Die Mutationen von Sars-CoV-2, die in den vergangenen Wochen in Großbritannien und Südafrika aufgetreten sind, bereiten weltweit große Sorgen. Insbesondere die britische Variante B.1.1.7 scheint sich bedeutend schneller auszubreiten als die bisherigen Varianten. Umso wichtiger ist eine möglichst engmaschige Überwachung, die in Deutschland nicht gegeben ist. Recherchen mehrerer Medien zufolge hatten Experten Bundesgesundheitsminister Jens Spahn (CDU) noch kurz vor Beginn der Covid-19-Pandemie aufgefordert, die Grundlagen dafür zu schaffen. Doch der ignorierte sie. Erst am Montag hat das Bundesgesundheitsministerium (BMG) eine entsprechende Verordnung in die Kabinettsabstimmung gebracht.
Es wirkt im Nachhinein wie eine schaurige Vorhersage: Am 19. November, kurz vor Beginn der Covid-19-Pandemie, wandten sich die Gesellschaft für Virologie und die Deutsche Gesellschaft für Hygiene und Mikrobiologie gemeinsam mit einem dringenden Schreiben an Spahn. Darin warnten die Verfasser, dass bei einem möglichen Ausbruchsgeschehen „die Möglichkeiten der molekularen Surveillance“ fehlen würden, weil „ein beträchtlicher Teil der aktuell berufenen Expertenlabore seine Aufgaben nicht mehr erfüllen kann“, so das Schreiben, das NDR, WDR und Süddeutscher Zeitung (SZ) vorliegt. Die Forderung der Virologen und Mikrobiologen war eindeutig: Ein „ministerielles Eingreifen“ Spahns sei angesichts der Lage „unausweichlich geworden“.
Der Missstand war demnach klar zu verorten: Es gab kein Geld. Zwar werde an vielen Universitäten sequenziert, allerdings nur in bescheidenem Ausmaß, weil die Arbeit nicht finanziert werde. „Die finanzielle Ausstattung vieler Nationaler Referenzzentren und Konsiliarlabore durch das Bundesgesundheitsministerium ist seit vielen Jahren völlig unzureichend, intransparent und erfolgt auf stereotype Weise durch Pauschalbeträge“, so das Schreiben. So könnten notwendige Untersuchungen „nicht abgerechnet werden und unterbleiben daher in vielen Fällen“.
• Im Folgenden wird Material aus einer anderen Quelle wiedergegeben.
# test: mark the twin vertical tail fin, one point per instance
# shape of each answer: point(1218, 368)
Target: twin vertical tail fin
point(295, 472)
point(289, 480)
Laut NDR, WDR und SZ hat Spahn das Schreiben der Virologen allerdings im Wesentlichen ignoriert. Dem BMG zufolge habe das Ministerium zwar der Gesellschaft für Hygiene geantwortet, ein Gespräch mit den Fachgesellschaften sei aber bis heute nicht zustande gekommen. Laut Virologe Professor Dr. Hendrick Streeck können die Kosten für eine einzelne Sequenzierung bei entsprechender Anzahl auf etwa 50 Euro gedrückt werden und damit ungefähr so viel betragen, wie die Krankenversicherungen pro PCR-Test erstatten. Gescheitert sei eine umfassende Surveillance bisher daran, dass die Labore dafür kein oder kein ausreichendes Budget erhalten haben. So sei beispielsweise am Berliner Konsiliarlabor von Professor Dr. Christian Drosten das Sequenzierungsbudget in Höhe von 10.000 Euro für das Jahr 2020 bereits Ende Januar aufgebraucht gewesen.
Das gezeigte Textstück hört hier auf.